One vessel that comes to mind is the old-school crock. These crocks are beautiful, helpful, and usually very expensive. Some varieties even come with a heavy lid that will keep those veggies under the brine.
The other vessel often used is the affordable and versatile mason or canning jar. These jars can be found easily at hardware stores and big box stores alike; and quite inexpensively I might add. The only problem is that it can be difficult to mimic the submerging abilities of the weighted crock lids.
To solve this problem many people use what are called airlock lids. These are very similar to what is used in the fermentation process for alcoholic beverages like wine. They allow gases to escape the jars while preventing outside air from penetrating the brine.

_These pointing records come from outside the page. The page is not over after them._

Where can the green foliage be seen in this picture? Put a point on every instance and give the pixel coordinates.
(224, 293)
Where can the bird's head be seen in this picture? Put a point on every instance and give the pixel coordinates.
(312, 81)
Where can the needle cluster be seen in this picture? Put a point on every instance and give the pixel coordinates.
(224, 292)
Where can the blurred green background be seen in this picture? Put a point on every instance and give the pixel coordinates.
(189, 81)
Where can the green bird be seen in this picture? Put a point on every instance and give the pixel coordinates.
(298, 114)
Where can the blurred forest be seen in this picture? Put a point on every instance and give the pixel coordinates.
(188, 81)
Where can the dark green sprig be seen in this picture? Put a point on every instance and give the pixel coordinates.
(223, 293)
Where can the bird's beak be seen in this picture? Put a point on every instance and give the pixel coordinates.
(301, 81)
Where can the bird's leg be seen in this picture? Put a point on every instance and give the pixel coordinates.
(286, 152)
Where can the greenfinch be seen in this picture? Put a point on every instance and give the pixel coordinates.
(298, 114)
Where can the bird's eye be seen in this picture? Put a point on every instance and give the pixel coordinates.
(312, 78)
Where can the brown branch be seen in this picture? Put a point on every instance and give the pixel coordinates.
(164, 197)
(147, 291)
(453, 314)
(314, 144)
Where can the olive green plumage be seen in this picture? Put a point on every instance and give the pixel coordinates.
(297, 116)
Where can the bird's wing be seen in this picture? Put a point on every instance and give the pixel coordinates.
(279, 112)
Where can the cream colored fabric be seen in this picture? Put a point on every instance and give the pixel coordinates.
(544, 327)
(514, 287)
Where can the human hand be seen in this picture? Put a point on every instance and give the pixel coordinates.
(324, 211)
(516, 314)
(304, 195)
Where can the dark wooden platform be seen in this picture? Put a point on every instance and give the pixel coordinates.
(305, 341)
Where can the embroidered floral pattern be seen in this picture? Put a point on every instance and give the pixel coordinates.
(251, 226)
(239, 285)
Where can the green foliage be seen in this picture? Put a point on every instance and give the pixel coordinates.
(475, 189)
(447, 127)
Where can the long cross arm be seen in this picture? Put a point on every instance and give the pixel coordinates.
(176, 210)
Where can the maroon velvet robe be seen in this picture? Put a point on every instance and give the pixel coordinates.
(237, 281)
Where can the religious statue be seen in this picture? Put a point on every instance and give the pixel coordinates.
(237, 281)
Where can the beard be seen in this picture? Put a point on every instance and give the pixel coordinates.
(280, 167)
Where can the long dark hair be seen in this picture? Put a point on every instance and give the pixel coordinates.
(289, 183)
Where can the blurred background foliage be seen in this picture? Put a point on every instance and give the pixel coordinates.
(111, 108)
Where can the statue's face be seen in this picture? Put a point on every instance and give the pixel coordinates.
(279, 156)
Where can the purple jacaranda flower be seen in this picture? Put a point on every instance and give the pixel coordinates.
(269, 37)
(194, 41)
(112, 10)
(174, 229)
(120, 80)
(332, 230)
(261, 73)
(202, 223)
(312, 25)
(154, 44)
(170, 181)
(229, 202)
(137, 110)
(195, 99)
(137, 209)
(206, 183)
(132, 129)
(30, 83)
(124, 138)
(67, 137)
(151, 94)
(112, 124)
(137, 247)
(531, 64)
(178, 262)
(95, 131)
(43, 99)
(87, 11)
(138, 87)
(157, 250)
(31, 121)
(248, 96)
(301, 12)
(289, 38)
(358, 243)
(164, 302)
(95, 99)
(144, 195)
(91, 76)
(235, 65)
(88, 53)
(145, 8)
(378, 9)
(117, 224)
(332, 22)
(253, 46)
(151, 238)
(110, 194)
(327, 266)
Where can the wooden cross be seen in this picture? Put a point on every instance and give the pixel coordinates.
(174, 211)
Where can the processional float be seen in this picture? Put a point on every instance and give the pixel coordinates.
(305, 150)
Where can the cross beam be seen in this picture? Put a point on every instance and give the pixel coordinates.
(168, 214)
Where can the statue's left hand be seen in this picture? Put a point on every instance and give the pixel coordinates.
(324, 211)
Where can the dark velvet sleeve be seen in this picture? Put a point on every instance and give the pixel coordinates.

This helps to create an anaerobic environment while not having to keep your vegetables underneath the brine 100% of the time. While this may eliminate some worry, it can also get very costly. If you’d like to ferment vegetables inexpensively and maintain a high quality end product, then you’re going to want to attempt to weight down your vegetables so that they remain under the brine at all times.
A regular mouth lid. I almost exclusively ferment vegetables in wide-mouthed jars. The first reason is that these are the jars we happen to own. The second reason is because they are much easier to wash due to the wider opening. The final reason, and perhaps the most important, is because the wide mouth allows you to fit a regular mouth lid into the jar to sit on top of the vegetables.
In order to do this properly you will first want to cover your vegetables in brine up to about 1 1/2 inches from the rim. Then take a very clean regular mouth lid with ring and push it gently so that the brine comes up over the top. This acts as a weight to keep your floating vegetables submerged.
A weight + a regular mouth lid. Another option is to take the regular mouth lid, sans ring, and add it to the vegetables and brine in the jar. Then place a very clean heavy object like a rock on top of the lid, making sure it is heavy enough to weight down the lid and keep the vegetables submerged.
A water-filled plastic bag. This is a clever, but fairly unsustainable method of keeping your vegetables submerged. Once your vegetables are covered in brine take a small sealable plastic bag partially into the jar. Fill it with enough water to weight the vegetables down below the brine. Seal it up tight and cover your jar with the wide mouth lid.
Ferment in a large bowl and then move to a jar. If you do your fermentation in a large vessel, like a big mixing bowl, and weight it down with a plate and other clean heavy objects, you can easily keep the vegetables submerged during the crucial beginning fermentation process. Then, once the vegetables are fermented, you can transfer them and their brine to jars, still attempting to keep the brine over the veggies. This way you can still use those mason jars and get that mixing bowl back in the kitchen for other purposes.
So, once again, fermentation proves simple enough for every budget.